Я давно уже решила для себя, что лучшее, что я могу сделать, — это положить конец существованию той, чье рождение было неудачным и чья жизнь принесла много неприятностей тем, кто в ущерб собственному благополучию заботился о ней. Возможно, известие о моей смерти причинит вам боль, но скоро вы счастливо забудете о том, что подобное создание вообще жило на земле.
Post scriptum
На следующее утро служанка, не достучавшись до постоялицы, робко заглянула в комнату. Дверь была не заперта. Молодая девушка лежала на кровати полностью и весьма нарядно, как показалось служанке, одетой: пышная юбка в белую и голубую полоску, белый корсаж и ожерелье с крупными темными бусинами на шее. Свечи были почти целые, повсюду идеальный порядок. На столе лежали изящные дамские золотые часы и записка.
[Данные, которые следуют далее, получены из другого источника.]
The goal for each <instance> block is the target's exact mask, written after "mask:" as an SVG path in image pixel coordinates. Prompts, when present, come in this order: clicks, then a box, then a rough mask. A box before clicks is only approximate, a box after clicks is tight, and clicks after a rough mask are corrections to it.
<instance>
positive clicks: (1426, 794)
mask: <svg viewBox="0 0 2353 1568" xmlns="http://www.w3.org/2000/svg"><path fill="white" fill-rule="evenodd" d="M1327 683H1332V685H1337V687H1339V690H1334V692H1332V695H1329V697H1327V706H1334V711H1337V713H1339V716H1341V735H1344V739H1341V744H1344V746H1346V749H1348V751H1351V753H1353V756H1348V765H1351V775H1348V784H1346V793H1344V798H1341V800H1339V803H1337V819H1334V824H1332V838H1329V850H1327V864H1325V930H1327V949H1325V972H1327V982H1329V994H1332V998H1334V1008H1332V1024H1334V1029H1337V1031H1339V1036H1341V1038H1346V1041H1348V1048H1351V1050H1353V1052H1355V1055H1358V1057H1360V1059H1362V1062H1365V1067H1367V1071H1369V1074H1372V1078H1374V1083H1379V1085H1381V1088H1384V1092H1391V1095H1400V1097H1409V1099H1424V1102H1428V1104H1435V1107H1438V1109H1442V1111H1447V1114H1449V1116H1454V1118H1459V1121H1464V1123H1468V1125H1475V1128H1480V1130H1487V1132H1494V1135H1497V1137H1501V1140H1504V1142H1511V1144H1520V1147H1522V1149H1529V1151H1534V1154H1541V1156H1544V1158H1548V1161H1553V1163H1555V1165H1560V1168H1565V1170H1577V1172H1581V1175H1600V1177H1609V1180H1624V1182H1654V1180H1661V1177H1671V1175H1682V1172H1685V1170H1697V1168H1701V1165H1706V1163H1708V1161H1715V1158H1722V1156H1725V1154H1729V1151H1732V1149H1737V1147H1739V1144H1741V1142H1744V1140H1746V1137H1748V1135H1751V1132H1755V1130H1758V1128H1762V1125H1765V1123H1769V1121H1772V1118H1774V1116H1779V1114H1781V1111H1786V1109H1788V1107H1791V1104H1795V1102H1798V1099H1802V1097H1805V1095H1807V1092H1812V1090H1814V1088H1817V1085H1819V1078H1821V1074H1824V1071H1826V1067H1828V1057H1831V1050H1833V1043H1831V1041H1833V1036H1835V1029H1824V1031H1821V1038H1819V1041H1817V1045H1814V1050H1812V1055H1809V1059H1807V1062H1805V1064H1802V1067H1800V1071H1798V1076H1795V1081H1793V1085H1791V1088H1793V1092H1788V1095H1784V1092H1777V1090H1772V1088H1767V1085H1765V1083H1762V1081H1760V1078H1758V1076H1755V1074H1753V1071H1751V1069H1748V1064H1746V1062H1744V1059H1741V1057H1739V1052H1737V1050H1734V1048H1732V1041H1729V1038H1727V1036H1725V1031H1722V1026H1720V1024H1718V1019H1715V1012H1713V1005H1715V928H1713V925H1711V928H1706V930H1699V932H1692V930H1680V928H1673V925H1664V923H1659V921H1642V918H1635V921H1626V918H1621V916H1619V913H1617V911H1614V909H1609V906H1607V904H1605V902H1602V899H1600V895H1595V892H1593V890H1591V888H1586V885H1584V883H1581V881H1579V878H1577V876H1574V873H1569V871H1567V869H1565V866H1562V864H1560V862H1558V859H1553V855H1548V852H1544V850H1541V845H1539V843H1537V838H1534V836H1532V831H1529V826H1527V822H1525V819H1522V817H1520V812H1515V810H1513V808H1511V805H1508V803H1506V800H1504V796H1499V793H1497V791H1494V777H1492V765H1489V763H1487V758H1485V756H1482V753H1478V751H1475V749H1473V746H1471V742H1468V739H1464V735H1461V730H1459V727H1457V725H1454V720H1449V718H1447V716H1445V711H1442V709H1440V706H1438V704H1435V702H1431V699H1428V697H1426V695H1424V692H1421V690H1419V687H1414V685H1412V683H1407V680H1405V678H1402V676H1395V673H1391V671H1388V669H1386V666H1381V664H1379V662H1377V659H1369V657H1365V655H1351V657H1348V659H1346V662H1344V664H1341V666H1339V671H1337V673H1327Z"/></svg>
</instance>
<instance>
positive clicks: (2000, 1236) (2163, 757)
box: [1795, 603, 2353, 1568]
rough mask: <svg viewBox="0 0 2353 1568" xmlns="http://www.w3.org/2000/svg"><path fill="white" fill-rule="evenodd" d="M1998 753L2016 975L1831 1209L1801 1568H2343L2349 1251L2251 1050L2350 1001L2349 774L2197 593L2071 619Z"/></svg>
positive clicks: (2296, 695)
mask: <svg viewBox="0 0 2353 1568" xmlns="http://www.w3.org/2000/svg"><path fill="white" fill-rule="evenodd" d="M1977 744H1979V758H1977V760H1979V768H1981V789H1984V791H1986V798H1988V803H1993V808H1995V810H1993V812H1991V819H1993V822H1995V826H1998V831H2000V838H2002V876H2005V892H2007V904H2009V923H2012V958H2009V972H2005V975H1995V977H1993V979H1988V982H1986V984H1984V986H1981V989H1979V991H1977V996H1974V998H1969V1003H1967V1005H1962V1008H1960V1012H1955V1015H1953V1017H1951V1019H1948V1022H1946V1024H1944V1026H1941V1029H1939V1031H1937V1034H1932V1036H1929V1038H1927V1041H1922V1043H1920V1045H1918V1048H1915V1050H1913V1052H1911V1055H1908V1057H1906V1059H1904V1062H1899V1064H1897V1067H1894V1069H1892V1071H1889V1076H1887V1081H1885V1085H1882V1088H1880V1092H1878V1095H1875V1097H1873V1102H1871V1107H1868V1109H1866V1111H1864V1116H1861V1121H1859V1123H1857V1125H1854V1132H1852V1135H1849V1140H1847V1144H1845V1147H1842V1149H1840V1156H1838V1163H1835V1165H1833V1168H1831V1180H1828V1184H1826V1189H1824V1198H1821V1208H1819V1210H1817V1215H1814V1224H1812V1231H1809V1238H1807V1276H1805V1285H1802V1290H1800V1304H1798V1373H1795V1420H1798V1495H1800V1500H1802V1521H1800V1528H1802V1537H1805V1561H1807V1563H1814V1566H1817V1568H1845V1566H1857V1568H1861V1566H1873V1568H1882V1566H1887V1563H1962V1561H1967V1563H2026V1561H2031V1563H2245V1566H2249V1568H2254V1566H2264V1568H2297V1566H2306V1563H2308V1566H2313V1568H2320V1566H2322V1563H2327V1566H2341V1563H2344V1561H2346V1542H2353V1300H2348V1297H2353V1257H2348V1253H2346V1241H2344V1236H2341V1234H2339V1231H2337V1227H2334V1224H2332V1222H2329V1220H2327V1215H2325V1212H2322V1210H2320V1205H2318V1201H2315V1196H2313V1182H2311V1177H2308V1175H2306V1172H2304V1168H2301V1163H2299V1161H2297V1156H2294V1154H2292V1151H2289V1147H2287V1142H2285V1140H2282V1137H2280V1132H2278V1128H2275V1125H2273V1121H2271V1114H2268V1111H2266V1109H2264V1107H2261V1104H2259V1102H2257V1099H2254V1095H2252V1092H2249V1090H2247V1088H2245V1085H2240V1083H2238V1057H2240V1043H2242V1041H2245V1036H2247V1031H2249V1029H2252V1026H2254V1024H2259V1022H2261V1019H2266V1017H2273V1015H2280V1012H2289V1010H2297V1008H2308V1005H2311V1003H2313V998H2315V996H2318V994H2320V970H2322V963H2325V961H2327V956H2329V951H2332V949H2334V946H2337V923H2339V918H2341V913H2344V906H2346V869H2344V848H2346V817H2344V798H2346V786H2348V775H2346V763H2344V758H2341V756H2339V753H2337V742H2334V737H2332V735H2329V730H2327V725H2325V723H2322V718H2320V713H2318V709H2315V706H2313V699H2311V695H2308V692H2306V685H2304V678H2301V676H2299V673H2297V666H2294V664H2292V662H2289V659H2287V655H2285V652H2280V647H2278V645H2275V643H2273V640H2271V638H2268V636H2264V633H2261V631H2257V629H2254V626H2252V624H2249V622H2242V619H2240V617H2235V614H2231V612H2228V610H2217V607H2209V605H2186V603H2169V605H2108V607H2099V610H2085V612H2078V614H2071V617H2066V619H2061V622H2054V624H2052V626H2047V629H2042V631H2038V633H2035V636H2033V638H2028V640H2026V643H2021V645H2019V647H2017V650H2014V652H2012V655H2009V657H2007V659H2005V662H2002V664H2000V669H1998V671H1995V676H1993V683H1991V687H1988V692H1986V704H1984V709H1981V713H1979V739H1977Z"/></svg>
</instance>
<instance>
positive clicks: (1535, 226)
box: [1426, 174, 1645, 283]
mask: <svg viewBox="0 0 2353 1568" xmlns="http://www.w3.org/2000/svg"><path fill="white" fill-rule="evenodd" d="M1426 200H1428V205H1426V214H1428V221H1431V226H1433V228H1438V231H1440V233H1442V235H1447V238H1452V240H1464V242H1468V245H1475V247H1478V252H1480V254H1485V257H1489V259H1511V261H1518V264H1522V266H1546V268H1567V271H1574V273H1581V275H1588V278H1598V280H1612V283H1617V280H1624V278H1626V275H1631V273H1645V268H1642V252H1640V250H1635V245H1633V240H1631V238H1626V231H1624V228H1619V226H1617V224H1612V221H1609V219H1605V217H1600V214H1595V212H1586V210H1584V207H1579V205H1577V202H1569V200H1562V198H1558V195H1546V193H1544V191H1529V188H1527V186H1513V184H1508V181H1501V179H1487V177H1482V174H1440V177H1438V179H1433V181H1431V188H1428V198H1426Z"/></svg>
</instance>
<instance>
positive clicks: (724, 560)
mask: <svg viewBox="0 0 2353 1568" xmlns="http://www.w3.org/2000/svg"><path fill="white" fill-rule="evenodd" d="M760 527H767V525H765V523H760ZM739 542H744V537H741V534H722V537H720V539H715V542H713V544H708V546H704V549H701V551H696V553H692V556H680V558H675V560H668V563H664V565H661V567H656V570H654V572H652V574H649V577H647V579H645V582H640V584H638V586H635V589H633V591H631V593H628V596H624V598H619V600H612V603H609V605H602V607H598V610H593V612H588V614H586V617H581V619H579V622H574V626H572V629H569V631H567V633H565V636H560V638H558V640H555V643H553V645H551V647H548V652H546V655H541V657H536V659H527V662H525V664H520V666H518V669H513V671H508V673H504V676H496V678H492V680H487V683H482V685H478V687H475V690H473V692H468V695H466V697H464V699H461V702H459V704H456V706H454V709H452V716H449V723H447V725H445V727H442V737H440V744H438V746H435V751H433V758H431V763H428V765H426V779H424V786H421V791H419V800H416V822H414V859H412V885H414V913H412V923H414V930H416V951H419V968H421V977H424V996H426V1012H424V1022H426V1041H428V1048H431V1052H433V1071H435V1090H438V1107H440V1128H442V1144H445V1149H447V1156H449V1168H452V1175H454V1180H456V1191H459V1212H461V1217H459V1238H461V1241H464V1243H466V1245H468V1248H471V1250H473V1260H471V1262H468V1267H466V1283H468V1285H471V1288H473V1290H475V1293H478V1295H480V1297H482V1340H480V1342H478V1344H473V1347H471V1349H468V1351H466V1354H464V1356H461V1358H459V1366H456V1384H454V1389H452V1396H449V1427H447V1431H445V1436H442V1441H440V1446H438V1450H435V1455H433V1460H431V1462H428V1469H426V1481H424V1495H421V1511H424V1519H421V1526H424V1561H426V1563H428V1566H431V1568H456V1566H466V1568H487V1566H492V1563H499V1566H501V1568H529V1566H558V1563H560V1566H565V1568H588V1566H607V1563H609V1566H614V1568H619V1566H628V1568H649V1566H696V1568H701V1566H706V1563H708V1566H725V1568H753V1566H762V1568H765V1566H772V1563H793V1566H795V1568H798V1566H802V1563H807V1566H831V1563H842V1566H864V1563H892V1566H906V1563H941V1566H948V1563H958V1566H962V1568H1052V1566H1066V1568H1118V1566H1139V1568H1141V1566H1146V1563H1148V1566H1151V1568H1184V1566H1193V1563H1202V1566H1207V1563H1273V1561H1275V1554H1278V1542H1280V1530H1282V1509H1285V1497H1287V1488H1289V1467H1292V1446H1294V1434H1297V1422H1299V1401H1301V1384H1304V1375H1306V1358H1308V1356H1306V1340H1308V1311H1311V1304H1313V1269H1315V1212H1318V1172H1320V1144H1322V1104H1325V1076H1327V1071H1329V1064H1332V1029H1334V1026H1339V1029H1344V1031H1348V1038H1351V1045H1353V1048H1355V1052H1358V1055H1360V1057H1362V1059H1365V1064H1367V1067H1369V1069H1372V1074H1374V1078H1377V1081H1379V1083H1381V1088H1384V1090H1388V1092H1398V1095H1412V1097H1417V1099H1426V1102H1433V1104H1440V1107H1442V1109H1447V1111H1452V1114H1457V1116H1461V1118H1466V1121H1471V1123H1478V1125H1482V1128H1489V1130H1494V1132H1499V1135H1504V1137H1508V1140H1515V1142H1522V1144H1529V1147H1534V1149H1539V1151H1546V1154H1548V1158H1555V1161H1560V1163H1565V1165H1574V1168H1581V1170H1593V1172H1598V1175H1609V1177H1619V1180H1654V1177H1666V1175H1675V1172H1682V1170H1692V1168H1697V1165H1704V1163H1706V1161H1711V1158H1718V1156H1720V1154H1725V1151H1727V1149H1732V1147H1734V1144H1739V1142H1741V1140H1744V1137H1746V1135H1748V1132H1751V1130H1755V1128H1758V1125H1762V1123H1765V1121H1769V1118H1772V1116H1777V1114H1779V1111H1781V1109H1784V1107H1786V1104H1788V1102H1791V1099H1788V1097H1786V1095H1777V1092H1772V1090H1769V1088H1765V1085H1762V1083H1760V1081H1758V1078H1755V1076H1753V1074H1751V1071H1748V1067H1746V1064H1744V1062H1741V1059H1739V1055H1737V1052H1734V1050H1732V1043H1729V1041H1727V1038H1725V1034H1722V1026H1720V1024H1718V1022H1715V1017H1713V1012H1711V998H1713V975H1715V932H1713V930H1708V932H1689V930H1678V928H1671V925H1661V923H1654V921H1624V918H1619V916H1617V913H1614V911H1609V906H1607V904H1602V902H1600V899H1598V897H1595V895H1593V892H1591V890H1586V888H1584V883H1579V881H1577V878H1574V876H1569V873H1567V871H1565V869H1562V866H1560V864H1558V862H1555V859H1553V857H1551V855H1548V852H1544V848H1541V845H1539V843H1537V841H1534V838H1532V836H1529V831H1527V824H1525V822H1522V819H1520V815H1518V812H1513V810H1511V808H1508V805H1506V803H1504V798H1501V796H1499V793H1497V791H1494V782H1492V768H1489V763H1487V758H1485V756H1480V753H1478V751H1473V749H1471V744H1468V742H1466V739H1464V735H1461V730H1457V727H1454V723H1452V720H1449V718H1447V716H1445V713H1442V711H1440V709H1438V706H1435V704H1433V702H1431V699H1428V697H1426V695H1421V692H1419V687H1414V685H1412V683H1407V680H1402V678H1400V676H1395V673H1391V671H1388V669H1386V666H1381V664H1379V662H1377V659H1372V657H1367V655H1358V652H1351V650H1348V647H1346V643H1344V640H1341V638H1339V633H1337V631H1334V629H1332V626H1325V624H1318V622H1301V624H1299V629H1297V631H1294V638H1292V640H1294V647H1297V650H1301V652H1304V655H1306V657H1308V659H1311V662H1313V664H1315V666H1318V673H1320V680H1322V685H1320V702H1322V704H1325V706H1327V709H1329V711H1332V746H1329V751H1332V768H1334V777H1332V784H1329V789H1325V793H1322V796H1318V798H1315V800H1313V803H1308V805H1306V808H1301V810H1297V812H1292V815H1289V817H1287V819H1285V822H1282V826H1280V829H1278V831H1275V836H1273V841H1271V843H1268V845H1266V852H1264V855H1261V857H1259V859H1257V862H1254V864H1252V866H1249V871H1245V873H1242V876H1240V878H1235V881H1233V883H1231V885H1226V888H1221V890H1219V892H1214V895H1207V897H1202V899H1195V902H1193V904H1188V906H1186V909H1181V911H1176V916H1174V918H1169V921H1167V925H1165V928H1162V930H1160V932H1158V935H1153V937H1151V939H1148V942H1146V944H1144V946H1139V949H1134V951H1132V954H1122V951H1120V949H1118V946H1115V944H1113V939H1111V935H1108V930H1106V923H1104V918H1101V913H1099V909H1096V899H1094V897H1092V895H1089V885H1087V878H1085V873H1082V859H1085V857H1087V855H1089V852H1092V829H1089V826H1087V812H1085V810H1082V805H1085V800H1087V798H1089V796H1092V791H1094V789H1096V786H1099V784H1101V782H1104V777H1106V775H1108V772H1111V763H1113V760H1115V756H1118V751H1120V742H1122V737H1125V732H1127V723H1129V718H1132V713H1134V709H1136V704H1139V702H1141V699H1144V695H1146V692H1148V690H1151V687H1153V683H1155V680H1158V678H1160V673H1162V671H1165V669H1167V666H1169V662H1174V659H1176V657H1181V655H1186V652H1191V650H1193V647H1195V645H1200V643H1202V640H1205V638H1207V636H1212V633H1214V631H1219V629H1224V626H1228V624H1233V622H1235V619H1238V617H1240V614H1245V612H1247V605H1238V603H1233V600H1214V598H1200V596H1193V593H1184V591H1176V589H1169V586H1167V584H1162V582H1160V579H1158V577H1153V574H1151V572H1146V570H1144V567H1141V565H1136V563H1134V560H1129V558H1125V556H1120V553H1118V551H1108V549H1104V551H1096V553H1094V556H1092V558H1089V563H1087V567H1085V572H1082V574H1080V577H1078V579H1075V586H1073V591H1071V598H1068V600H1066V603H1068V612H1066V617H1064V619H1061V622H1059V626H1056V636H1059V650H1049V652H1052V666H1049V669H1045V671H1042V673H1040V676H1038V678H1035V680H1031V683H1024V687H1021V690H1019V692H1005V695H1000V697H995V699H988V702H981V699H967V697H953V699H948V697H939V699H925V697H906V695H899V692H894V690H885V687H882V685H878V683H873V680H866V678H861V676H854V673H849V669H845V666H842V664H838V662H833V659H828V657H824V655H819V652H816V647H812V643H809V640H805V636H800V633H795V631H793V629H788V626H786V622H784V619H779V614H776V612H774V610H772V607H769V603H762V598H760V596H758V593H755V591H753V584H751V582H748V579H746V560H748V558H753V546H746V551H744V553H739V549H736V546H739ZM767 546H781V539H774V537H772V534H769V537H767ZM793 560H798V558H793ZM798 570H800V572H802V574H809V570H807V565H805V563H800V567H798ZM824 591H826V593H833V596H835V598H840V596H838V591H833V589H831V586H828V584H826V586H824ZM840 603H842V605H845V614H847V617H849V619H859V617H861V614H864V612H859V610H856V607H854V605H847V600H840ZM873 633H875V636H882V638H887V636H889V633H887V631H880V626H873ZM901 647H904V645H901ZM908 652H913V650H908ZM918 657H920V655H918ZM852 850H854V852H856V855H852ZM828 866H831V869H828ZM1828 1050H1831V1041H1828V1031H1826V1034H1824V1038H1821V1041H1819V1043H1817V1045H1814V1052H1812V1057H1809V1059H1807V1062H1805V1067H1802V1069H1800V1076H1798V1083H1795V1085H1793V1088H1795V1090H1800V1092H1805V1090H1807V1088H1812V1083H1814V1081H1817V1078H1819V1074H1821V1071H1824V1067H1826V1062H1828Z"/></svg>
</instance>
— Прошу прощения, мисс, вы спите? Уже полдень, пора завтракать.
Присмотревшись повнимательнее, служанка закричала и опрометью бросилась вниз по лестнице. Уже через час в комнату входил срочно вызванный хозяином гостиницы коронер Джон Чарльз Коллинз.
Начиналась последняя — едва ли не самая трагическая — глава пребывания Фанни Имлей, вернее теперь уже ее тела, на этой земле. Кстати говоря, в тот же день, 10 октября к вечеру, хозяин гостиницы настоял, чтобы оно было удалено из его заведения и перенесено в работный дом, располагавшийся в неповрежденной части того самого старинного замка, о котором вспоминала Фанни.